Set in modern-day Tel Aviv, Exit Wounds tells the story of a young cabdriver named Koby who finds out that his estranged father, Gabriel, might have died in a recent bombing in Hadera. He hears the news from the father’s young lover Numi, the misunderstood daughter of wealthy Tel Avivians, who sojourns with Koby to and from the site of the bombing, seeking details about Gabriel’s death. Along the way, the two uncover unexpected information about his life (A second wife? Another mistress? A newfound faith?) that throws them both off course and into uncharted territory.
Modan draws her readers through the complex social structures of contemporary Israel as Koby and Numi learn more about the mysteries that surround Gabriel’s life. Readers meet illegal Filipino street workers, overenthusiastic food vendors, Russian immigrants, old friends, and survivors of past attacks, many searching for answers much in the same way that Koby and Numi do. The shadow of the bombing haunts the entirety of the text, dispersing and uniting characters without regard to sex, class, or race. In Exit Wounds the warp and weave of Israel’s social fabric comes undone only to tighten itself around characters who are unexpectedly brought together to reconnect the dispersed threads. From morgue to cemetery to city center to idyllic beachfront, Koby and Numi’s circuitous search for answers reflects a broader quest for reason and peace of mind in Israel today.
Young Israelis are bearing witness to an Israel that is endlessly evolving, growing, and accommodating new faces and subcultures, while simultaneously struggling with the conflicts that have troubled Israel’s existence since its birth. How does one live calmly in a country whose daily life is fraught with the unnerving possibility of a coming attack? Is there any way to prepare for what life might bring tomorrow? The book’s characters develop their own means of coping, ranging from indifference and frustration to nervous laughter and acceptance of life’s unknowns.
Answers, however, don’t come easily in Exit Wounds. The book begets questions about family, friendship, politics, romance, nationality, race, and class. And perhaps that is what most impresses about Modan’s graphic novel.

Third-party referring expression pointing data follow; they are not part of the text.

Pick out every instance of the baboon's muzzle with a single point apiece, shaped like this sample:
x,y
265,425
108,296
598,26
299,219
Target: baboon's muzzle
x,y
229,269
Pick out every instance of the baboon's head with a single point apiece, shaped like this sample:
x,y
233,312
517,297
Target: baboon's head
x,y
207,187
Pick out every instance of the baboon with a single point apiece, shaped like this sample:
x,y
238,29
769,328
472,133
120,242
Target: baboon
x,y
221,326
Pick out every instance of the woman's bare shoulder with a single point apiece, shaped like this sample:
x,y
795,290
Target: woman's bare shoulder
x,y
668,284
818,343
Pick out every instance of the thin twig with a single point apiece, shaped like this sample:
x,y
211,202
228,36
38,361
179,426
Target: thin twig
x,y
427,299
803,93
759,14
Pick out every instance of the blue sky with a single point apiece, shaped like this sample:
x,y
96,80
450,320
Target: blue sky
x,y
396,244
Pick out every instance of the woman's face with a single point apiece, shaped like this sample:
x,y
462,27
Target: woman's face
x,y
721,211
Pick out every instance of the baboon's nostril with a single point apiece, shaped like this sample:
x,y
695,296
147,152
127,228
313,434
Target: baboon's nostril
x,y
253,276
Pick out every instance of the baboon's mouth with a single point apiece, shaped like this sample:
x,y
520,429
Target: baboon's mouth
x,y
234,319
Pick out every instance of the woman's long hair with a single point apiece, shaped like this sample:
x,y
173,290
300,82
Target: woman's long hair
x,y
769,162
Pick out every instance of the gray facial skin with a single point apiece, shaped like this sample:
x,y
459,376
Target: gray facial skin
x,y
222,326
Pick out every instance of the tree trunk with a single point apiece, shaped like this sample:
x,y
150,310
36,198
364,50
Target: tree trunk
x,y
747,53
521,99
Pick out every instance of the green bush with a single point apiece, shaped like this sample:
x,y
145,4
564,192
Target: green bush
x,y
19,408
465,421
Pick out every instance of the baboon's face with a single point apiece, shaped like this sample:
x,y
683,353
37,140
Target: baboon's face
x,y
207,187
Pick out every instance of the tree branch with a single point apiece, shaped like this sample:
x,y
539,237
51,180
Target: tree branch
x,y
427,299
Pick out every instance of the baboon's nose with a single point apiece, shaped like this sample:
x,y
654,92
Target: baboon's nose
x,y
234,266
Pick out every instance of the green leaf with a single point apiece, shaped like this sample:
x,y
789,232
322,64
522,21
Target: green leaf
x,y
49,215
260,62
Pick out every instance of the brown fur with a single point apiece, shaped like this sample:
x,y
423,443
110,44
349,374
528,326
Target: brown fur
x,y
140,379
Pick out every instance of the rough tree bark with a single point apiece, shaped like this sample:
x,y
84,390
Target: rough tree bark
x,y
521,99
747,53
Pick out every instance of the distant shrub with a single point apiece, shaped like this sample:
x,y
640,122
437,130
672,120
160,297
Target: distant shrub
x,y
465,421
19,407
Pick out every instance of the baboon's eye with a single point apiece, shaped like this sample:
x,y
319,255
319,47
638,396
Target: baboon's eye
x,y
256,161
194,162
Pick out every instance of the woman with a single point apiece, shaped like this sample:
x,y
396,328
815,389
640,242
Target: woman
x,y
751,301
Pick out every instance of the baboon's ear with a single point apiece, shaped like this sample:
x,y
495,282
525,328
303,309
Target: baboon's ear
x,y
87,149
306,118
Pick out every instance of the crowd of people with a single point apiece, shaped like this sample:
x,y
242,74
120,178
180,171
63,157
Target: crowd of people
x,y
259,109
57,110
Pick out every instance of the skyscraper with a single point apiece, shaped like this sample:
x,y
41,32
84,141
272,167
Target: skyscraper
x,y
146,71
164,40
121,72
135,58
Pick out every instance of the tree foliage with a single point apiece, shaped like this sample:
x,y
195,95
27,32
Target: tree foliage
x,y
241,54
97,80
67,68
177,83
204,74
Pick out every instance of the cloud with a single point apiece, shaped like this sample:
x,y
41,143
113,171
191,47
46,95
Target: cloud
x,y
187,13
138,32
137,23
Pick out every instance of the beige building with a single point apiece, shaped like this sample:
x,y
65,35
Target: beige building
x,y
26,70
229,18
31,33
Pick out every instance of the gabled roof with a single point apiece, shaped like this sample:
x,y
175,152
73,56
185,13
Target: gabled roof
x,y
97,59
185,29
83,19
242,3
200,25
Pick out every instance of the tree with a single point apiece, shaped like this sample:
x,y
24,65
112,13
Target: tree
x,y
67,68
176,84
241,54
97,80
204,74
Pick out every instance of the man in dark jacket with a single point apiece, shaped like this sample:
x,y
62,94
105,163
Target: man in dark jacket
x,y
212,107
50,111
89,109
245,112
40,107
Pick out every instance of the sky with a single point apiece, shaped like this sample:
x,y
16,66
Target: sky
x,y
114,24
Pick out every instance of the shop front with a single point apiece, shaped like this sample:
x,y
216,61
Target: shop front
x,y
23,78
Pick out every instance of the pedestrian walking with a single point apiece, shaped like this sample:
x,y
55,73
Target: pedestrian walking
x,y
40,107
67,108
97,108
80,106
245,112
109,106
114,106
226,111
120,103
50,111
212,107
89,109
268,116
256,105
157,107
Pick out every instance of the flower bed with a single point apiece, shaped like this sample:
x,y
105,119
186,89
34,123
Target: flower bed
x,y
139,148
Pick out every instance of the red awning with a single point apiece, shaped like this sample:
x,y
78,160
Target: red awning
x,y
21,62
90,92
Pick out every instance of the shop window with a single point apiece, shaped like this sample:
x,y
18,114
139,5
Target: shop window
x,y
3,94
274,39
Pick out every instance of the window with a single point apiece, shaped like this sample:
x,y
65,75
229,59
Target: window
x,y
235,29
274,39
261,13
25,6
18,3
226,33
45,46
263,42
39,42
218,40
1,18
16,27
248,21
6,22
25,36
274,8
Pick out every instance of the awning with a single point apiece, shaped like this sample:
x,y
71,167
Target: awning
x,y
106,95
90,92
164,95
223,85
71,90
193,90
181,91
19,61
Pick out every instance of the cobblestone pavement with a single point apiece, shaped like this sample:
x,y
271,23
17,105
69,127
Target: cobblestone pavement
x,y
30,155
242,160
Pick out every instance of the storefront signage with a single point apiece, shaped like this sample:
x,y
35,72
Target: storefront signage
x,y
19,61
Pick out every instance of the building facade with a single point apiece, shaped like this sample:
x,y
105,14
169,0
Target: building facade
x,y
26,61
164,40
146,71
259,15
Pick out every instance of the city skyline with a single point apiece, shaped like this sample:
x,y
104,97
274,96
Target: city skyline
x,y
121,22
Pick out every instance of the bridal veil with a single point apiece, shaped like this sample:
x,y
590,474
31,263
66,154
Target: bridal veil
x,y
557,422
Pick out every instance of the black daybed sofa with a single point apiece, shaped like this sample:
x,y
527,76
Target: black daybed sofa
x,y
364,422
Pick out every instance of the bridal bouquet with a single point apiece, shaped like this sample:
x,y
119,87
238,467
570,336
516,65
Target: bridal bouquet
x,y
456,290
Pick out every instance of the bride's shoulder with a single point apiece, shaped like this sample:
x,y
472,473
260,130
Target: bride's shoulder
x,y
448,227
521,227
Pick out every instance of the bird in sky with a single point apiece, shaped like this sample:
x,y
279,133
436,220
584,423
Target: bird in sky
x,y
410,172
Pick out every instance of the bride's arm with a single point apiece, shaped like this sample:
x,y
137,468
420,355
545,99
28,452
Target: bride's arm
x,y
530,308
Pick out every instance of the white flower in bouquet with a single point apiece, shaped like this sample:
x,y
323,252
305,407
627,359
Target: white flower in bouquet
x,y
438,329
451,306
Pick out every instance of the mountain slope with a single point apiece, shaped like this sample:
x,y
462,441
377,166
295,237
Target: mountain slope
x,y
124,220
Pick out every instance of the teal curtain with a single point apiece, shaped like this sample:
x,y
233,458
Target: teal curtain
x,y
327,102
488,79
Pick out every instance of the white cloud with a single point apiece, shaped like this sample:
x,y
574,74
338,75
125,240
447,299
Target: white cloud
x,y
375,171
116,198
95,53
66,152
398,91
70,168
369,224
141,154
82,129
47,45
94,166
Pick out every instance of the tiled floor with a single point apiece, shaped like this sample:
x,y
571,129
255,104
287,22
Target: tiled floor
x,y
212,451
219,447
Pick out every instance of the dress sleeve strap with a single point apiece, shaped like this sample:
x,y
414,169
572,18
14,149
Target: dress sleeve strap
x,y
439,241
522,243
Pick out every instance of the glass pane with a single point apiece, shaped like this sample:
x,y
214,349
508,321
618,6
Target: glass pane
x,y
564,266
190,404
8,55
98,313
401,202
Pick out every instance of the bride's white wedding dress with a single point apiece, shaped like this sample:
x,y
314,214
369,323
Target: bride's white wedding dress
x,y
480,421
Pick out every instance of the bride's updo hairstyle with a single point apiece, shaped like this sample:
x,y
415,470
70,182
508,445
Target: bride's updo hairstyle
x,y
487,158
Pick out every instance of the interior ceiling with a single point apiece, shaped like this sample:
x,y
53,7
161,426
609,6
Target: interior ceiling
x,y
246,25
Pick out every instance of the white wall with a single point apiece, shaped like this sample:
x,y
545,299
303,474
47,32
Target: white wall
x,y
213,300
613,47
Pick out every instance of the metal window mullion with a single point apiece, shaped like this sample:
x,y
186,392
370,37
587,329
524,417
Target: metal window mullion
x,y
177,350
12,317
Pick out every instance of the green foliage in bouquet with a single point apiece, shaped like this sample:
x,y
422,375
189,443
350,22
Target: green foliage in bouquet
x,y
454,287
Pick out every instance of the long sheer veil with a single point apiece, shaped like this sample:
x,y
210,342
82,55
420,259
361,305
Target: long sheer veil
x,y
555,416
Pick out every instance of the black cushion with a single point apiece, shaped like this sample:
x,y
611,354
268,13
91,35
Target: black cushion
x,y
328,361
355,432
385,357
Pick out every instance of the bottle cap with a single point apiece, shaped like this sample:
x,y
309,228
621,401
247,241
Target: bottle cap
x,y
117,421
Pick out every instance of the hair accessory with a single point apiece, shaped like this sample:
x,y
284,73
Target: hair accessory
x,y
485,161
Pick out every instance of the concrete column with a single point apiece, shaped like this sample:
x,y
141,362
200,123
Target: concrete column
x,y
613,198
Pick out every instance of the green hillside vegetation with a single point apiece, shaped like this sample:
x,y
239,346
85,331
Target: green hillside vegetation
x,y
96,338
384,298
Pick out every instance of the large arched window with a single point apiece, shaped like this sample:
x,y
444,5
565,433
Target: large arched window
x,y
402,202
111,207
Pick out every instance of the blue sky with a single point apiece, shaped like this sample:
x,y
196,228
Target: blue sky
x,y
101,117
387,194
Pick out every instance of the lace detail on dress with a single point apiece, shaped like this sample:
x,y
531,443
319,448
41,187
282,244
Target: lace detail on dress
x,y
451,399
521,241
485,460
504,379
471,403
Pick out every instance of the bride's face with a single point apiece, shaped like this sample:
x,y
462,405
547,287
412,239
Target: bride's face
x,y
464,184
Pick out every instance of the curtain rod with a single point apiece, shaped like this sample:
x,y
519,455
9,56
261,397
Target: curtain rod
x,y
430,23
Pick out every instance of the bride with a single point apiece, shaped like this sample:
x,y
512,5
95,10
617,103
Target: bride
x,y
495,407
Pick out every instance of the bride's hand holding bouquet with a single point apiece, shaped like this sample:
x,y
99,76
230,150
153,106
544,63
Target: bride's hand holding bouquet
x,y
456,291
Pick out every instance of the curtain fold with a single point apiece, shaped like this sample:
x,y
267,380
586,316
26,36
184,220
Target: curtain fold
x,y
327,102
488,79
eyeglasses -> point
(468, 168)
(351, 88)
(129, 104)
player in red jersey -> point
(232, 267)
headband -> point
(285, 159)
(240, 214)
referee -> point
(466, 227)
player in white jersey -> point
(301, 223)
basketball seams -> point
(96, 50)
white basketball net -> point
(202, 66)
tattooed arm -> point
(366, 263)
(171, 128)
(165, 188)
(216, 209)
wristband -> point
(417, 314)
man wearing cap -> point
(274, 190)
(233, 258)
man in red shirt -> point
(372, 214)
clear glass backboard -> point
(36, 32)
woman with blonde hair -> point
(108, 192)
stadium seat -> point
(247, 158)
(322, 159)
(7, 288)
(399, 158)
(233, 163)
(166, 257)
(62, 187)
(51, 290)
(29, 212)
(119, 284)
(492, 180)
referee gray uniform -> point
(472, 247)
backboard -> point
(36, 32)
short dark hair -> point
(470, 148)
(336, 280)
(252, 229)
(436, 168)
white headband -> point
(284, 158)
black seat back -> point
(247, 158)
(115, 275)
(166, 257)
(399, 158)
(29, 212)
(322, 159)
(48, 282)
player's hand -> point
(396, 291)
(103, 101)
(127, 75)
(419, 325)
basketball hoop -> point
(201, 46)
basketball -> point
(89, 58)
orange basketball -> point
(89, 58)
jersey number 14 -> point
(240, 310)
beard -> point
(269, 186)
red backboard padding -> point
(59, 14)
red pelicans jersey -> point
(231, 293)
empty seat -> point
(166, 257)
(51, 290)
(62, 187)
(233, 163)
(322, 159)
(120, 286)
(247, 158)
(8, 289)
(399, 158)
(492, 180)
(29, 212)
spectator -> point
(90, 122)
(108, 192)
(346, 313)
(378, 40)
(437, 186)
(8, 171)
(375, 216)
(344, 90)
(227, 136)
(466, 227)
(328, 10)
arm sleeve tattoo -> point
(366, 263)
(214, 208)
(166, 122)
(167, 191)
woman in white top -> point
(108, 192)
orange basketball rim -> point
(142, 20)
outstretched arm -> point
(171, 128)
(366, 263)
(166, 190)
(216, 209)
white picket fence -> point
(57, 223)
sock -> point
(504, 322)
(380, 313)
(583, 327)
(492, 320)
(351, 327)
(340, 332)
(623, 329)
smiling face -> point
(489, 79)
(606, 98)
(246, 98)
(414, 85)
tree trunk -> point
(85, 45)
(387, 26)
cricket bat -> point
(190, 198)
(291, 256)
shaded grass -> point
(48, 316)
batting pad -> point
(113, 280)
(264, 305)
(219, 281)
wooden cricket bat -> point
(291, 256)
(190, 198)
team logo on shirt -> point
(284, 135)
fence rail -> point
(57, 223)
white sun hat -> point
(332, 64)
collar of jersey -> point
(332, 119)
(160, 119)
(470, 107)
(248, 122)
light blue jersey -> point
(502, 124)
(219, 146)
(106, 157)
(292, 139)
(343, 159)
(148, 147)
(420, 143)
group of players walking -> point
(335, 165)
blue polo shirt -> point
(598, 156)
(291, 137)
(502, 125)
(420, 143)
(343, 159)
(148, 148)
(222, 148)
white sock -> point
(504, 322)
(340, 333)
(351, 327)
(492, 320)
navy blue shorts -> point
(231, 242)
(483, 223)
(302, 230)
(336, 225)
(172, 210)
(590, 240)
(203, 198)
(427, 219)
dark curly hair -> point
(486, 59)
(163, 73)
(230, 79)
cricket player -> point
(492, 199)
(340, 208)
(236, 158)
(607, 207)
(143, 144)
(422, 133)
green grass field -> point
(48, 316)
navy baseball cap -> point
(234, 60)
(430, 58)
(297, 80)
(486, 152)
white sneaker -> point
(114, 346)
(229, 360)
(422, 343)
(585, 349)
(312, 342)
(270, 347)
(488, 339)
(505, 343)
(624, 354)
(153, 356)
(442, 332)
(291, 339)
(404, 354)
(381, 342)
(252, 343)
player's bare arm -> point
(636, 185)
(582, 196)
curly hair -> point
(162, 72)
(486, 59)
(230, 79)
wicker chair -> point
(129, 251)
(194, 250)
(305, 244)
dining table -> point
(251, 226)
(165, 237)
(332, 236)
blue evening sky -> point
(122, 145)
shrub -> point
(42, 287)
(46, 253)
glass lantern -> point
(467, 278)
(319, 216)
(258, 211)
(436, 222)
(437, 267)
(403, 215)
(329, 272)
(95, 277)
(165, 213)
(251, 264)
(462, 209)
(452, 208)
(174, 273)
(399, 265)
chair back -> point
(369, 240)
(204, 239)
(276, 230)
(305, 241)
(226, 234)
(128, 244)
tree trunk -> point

In spite of its brevity, the book is loaded with inquiries into the complexities of Israeli society: how familial ties dissolve in the face of political unrest; how relationships form and fail as a result of personal and national fears; how class and caste both serve to bring people together and drive them apart.
Don’t expect an arduous study of national psychology. The book, even with its heavy themes and examination of weighty issues, maintains its humor and rarely loses itself in cynical undertones. From sisterly teasing to lovers’ intimacy, Modan has a sharp eye for domestic living and uses that keen vision to draw out lightness and warmth – and ultimately, hope – in even the darkest situations. The result is a book that encourages those on a long journey for answers to live the questions, and then one day live themselves into an answer.